Martine aux archives : appréhender l'auctorialité sérielle dans les archives Casterman
Résumé
The Martine series by Gilbert Delahaye and Marcel Marlier strikingly lacks critical attention, when compared to the immensity of its commercial success. Industrially produced in the context of a massification of young children’s literature, these serial picturebooks testify to the technical modernity of Casterman, to whom they offer a considerable windfall. The Casterman archives, deposited in the State Archives in Tournai, thus offer a fascinating insight into the making of the serial picturebook. The publishing house’s sales statistics and Marcel Marlier’s author file allow us to follow the progressive and paradoxical affirmation of authorship within the framework of a mass collection. As an illustrator of mass-produced picturebooks, Marlier was a commissioned worker for Casterman, whose fortune he nevertheless made. Paid on a flat-rate basis, Marlier gradually switched to copyright; the considerable success of the visual universe he created with Martine ended up, through a contamination effect, in the rest of the “Farandole” collection. The editorial enonciation was gradually replaced by the unexpected rise of a visual authorship.

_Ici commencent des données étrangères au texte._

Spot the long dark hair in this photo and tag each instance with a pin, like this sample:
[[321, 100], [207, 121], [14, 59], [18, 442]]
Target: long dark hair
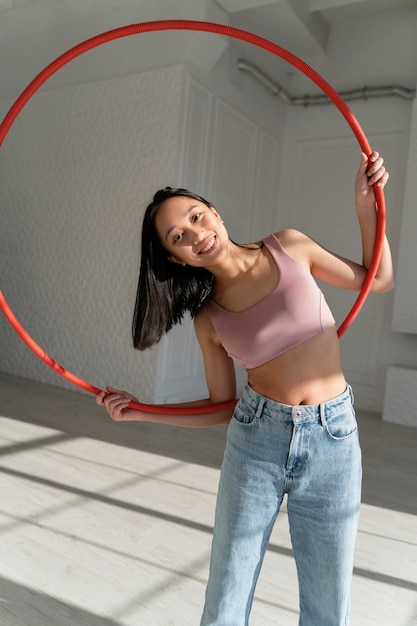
[[166, 290]]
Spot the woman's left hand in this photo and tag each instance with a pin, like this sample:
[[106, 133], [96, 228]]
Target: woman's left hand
[[371, 172]]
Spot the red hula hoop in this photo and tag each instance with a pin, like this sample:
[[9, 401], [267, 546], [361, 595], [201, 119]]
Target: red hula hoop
[[228, 31]]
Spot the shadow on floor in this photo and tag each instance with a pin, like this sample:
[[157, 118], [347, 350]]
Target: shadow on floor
[[389, 451]]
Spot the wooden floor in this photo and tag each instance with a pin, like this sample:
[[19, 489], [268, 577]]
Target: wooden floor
[[107, 524]]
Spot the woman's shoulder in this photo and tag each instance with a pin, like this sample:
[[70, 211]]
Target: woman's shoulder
[[295, 243]]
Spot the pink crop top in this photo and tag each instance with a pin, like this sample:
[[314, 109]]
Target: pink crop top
[[293, 312]]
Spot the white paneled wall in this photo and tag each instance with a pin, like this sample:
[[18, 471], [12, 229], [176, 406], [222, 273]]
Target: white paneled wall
[[77, 169], [224, 152]]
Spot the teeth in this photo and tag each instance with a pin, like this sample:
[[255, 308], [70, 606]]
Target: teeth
[[208, 246]]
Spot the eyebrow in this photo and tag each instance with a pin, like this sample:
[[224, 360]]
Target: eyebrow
[[171, 228]]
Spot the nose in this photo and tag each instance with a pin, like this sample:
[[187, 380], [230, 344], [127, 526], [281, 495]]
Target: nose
[[198, 235]]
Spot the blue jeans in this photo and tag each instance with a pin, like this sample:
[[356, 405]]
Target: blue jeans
[[312, 454]]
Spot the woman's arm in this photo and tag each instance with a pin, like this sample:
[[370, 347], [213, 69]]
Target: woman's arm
[[370, 173], [340, 271], [221, 382]]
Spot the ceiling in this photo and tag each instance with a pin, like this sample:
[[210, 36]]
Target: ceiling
[[34, 32]]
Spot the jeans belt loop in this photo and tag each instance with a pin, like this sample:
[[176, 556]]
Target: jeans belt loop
[[260, 407], [322, 411]]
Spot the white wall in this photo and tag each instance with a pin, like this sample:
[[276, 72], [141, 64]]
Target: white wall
[[113, 154], [77, 169]]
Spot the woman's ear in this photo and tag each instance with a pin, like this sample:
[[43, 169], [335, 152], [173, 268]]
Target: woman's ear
[[174, 259], [213, 210]]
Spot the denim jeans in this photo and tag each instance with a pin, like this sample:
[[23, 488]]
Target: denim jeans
[[312, 454]]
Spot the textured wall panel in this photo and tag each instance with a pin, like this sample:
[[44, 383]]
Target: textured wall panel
[[405, 301], [78, 168], [401, 396]]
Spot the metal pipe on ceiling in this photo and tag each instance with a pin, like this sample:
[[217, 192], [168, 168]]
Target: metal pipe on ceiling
[[363, 93]]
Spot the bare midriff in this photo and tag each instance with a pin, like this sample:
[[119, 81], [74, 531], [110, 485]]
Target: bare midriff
[[309, 373]]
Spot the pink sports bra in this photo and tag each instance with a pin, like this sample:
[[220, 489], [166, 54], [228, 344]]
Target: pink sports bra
[[293, 312]]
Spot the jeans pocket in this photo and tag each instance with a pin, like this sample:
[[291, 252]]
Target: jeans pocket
[[341, 425], [244, 414]]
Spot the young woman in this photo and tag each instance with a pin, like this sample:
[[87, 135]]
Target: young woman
[[293, 430]]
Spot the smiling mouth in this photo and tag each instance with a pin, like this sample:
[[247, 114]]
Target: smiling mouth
[[208, 246]]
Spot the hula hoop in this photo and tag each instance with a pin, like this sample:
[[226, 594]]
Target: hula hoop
[[228, 31]]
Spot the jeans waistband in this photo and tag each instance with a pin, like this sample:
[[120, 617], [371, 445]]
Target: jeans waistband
[[259, 404]]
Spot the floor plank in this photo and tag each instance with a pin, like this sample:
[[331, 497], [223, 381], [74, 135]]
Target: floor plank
[[107, 524]]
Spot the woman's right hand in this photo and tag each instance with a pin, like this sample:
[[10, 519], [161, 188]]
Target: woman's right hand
[[116, 402]]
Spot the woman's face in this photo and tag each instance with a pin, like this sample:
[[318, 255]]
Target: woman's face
[[191, 232]]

La série Martine de Gilbert Delahaye et Marcel Marlier fait l’objet d’un désintérêt critique frappant par rapport à l’immensité de son succès commercial. Produits industriellement dans le contexte d’une massification de l’album pour jeunes enfants, ces albums sériels témoignent de la modernité technique de Casterman, à qui ils offrent une manne considérable. Les archives Casterman, déposées aux Archives de l’État à Tournai, offrent une entrée fascinante dans la fabrique de l’album sériel. Les statistiques de vente de la maison Casterman et le dossier auteur de Marcel Marlier permettent ainsi de suivre l’affirmation progressive et paradoxale d’une auteurisation dans le cadre d’une collection de masse. En tant qu’illustrateur d’albums produits en masse, Marlier se voit doublement minorisé – et largement méprisé au sein même de l’entreprise Casterman, dont il fait pourtant la fortune. Rémunéré au forfait, Marlier passe progressivement au droit d’auteur ; le succès considérable de l’univers visuel qu’il crée avec Martine finit, par effet de contamination, par faire école dans le reste de la collection « Farandole ». L’énonciation éditoriale se voit peu à peu concurrencée par l’affirmation inattendue d’une auctorialité visuelle.